Bataille de Los Angeles
| Tweet |

Des correspondants de guerre compétents tels que Ernie Pyle et Bill Henry ont assisté à la canonnade et ont écrit qu'ils n'ont jamais été en mesure de distinguer un avion.
De nombreux témoins virent des boules lumineuses éviter habilement les tirs, ainsi qu'un objet plus gros, qui resta immobile un moment, avant de disparaître vers le Sud.
Le couvre-feu fut levé a 7h21 du matin. Trois civils avaient été tués par des retombées d'obus et trois autres moururent d'une crise cardiaque due au stress.

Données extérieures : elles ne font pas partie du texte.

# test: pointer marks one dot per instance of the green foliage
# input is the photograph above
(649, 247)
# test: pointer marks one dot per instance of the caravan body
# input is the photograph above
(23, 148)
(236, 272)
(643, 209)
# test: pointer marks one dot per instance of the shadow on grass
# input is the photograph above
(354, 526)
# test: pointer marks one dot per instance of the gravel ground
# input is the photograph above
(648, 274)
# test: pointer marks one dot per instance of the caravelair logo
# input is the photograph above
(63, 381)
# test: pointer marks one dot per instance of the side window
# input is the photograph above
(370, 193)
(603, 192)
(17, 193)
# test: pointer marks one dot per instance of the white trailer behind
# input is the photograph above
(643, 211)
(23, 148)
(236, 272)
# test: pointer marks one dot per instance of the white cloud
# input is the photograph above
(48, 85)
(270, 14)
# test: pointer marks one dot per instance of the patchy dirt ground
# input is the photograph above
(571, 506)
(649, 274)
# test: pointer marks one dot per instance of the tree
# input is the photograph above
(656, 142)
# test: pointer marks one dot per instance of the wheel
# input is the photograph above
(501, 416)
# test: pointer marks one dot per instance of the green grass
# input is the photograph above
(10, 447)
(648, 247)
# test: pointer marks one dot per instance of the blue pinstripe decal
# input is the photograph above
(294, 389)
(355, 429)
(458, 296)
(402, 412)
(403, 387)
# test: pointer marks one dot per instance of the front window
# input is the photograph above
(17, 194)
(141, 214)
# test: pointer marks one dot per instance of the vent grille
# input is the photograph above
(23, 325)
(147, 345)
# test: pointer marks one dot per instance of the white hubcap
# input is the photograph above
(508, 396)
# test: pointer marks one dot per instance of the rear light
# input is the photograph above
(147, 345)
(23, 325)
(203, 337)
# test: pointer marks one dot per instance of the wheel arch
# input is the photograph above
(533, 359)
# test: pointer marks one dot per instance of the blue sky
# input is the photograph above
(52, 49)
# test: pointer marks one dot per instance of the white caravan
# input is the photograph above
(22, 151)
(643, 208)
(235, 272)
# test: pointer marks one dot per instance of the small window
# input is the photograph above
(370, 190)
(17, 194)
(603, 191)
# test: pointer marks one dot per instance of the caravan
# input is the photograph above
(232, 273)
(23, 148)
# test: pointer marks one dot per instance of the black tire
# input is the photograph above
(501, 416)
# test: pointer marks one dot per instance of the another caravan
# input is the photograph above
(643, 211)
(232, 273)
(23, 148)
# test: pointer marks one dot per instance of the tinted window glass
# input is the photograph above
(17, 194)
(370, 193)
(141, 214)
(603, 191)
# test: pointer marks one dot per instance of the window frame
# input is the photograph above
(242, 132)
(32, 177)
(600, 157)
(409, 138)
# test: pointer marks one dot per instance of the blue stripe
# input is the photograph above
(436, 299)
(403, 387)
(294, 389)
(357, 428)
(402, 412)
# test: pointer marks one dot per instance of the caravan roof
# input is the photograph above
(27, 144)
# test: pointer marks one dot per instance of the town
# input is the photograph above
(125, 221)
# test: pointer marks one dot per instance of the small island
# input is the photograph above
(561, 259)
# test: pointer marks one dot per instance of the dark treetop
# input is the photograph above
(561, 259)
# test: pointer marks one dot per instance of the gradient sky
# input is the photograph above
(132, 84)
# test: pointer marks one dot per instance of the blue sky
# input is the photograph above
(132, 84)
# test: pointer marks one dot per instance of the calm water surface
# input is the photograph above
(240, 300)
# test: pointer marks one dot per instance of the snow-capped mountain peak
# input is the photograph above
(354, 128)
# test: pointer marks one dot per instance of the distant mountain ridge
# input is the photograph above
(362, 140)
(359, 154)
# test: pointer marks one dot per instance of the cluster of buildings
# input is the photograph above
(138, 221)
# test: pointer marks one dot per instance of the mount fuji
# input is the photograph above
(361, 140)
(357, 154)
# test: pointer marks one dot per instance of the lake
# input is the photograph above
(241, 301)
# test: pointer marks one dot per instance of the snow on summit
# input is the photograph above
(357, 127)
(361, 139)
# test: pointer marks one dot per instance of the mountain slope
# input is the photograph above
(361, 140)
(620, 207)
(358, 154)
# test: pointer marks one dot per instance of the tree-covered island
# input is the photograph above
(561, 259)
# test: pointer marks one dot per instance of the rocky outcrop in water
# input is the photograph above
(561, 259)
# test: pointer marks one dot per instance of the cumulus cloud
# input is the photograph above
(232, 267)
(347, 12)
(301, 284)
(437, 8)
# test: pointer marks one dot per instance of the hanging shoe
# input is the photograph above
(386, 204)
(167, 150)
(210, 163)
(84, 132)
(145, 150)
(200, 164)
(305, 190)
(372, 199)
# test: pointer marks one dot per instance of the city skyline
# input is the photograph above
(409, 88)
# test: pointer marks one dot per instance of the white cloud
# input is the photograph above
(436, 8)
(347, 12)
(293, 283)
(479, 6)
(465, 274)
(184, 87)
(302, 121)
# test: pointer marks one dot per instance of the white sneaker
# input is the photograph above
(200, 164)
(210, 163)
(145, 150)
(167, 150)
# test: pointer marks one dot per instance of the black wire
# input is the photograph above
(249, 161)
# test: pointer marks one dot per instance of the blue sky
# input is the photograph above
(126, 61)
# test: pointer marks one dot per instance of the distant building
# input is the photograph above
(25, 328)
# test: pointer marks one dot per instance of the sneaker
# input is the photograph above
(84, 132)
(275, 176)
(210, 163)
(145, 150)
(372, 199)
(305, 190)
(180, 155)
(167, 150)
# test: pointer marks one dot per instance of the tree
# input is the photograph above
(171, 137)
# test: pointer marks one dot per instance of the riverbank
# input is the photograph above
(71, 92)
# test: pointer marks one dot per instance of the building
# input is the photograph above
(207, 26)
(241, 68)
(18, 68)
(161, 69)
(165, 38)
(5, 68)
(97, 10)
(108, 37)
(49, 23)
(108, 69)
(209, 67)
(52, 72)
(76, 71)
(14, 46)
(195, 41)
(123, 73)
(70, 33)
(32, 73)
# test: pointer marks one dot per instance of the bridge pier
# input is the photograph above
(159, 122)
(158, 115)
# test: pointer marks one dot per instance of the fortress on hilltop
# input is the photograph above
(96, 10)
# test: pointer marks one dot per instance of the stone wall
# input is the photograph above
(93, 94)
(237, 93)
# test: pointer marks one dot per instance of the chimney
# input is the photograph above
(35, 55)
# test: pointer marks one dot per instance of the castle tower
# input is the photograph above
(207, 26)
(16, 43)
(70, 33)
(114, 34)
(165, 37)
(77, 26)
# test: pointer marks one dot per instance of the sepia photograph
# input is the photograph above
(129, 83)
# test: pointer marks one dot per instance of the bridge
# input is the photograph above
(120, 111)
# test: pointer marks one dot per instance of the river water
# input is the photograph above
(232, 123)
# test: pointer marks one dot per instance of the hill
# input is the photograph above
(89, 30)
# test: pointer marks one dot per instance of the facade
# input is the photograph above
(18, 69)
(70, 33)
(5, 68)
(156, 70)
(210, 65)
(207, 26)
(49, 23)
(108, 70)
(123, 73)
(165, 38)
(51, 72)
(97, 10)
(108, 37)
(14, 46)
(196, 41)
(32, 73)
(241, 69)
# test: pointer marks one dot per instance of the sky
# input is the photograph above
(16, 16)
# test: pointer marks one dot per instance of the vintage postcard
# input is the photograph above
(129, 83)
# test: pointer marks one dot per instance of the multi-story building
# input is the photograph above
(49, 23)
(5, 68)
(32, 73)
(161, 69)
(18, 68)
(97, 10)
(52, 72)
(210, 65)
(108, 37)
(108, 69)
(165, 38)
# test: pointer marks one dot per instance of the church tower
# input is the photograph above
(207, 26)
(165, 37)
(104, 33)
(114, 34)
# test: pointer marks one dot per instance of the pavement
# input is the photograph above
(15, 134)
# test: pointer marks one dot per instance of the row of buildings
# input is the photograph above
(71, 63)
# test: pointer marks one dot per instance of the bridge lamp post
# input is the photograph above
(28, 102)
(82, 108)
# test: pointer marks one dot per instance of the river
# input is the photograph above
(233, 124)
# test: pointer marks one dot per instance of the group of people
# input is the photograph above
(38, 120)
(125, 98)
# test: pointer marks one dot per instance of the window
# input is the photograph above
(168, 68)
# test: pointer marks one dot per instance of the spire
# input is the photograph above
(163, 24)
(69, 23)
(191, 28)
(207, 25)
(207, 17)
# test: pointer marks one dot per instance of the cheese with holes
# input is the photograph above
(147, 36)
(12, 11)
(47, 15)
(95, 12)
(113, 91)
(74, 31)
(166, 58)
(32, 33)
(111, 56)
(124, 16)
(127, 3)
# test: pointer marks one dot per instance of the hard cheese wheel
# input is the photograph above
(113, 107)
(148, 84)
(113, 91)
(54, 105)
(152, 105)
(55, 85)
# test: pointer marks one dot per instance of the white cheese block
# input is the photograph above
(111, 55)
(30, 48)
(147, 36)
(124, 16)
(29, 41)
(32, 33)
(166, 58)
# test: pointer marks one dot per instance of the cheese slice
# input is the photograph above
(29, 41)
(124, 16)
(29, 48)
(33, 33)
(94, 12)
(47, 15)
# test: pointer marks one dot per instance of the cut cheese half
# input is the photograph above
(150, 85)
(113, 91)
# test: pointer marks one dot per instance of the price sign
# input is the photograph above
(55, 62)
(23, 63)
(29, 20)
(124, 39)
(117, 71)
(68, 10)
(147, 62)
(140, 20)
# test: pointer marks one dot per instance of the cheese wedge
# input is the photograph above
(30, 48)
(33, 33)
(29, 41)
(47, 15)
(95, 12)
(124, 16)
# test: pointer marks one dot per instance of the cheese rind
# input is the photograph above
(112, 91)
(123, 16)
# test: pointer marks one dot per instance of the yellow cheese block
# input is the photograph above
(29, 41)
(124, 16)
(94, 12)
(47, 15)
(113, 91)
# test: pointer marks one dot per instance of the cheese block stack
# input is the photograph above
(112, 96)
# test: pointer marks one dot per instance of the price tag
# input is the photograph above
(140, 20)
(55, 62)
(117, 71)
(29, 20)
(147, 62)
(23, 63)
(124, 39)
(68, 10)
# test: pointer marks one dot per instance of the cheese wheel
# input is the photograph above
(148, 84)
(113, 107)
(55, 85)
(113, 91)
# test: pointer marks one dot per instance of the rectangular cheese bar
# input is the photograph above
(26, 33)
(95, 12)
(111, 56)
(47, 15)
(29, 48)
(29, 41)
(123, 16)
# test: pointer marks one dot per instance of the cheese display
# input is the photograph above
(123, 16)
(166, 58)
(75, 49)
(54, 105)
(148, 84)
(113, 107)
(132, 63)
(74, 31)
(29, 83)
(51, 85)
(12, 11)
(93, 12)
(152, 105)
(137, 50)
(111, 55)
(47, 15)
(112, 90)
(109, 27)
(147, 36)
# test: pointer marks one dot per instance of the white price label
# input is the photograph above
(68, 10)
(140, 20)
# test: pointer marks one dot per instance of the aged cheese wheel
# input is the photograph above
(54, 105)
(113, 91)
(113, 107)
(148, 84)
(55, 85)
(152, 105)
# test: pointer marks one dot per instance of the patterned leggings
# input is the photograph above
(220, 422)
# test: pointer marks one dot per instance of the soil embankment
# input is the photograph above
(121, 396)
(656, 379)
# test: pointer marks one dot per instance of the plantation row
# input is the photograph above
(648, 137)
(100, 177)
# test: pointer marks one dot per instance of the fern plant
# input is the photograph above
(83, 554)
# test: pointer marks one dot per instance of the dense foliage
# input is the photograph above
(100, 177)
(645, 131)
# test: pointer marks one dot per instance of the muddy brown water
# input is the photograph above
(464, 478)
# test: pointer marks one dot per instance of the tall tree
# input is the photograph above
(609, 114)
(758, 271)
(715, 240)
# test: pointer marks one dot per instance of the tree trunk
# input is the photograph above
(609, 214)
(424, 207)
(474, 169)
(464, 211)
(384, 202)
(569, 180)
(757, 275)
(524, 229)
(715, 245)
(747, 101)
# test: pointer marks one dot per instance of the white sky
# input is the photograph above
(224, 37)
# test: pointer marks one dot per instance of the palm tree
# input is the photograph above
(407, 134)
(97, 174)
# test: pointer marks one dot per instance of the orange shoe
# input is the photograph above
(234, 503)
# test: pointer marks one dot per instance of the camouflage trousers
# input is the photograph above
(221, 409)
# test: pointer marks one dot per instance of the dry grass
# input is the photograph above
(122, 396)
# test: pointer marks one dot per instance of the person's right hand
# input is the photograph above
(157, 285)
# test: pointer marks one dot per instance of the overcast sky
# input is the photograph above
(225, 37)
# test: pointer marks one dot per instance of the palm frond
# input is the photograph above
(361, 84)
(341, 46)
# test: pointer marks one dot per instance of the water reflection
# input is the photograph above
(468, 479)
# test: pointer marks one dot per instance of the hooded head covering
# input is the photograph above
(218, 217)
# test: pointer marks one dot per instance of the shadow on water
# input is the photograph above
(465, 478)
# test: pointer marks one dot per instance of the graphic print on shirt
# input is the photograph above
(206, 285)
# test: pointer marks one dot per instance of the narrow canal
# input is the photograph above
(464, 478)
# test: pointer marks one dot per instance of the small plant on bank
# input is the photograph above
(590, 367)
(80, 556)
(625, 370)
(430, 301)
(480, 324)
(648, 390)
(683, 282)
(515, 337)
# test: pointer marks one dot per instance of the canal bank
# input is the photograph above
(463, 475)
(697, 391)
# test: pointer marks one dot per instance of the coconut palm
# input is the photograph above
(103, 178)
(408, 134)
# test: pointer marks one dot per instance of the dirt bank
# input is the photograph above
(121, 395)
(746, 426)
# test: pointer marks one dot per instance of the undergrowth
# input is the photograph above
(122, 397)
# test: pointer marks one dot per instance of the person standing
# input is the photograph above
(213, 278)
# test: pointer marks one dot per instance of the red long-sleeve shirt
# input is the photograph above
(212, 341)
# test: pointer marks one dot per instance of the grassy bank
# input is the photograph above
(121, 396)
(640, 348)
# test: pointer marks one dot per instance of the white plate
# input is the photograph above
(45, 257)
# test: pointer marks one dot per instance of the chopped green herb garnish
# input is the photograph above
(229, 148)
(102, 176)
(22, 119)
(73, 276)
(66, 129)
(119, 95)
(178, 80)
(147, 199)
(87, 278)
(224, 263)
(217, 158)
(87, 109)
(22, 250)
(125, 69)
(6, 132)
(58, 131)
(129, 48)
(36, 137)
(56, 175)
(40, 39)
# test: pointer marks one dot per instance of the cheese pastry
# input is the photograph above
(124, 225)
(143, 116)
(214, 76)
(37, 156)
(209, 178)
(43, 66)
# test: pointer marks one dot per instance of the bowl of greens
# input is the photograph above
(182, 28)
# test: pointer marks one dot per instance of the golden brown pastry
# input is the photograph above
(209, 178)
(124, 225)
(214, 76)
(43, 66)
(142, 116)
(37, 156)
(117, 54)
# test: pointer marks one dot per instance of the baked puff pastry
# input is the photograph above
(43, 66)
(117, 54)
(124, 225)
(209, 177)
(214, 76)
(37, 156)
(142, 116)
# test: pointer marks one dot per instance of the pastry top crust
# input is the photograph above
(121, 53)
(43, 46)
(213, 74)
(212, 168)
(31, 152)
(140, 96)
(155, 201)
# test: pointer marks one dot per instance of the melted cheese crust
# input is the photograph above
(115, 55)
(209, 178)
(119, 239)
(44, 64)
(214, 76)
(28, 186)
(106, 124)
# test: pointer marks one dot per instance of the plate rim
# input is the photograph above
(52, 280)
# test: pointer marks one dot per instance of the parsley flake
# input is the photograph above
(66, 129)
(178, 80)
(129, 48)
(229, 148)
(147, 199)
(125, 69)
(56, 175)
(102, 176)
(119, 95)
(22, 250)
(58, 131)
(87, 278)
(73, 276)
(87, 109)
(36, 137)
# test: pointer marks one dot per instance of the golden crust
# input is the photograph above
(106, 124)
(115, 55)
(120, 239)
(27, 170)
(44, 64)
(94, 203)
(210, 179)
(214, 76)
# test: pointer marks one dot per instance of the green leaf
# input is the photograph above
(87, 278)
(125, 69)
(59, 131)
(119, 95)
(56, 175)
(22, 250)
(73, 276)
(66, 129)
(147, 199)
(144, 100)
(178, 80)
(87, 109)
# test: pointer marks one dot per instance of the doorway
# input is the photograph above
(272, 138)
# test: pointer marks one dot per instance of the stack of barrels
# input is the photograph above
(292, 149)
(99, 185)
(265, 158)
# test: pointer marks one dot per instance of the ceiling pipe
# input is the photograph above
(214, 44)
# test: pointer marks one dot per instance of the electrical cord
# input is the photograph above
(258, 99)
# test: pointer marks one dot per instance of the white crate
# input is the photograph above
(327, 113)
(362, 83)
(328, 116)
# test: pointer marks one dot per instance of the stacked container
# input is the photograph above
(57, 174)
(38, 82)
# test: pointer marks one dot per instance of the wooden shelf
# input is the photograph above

Le lendemain, l'événement était à la une de toute la presse américaine. Le secrétaire d'État à la Marine, Frank Knox, expliqua l'affaire par une fausse alerte et au stress dû à la guerre. Cette explication parut simpliste à beaucoup et le journal Long Beach Independent écrivit :"Il y a une mystérieuse réticence des autorités à s'exprimer sur cette affaire et il semble que la censure soit à l'œuvre. Bien que cette affaire soit de première importance, les commentateurs n'y prêtèrent pas l'attention attendue". Il parut aussi suspect qu'une brigade côtière entière puisse voir la même chose que des centaines de témoins civils, et lui tirer dessus durant une heure, sans raison.
Une photo du phénomène fut publiée dans le Los Angeles Times. On y voit un objet cerné par les projecteurs de la DCA. Les points lumineux quant à eux sont probablement des reflets. Certains pensèrent que l'"OVNI" de la photo serait en fait une illusion d'optique due à la convergence des projecteurs, hypothèse possible mais non prouvée. Cependant, si cette hypothèse peut expliquer l'objet de la photo, elle n'explique pas le phénomène dans sa totalité.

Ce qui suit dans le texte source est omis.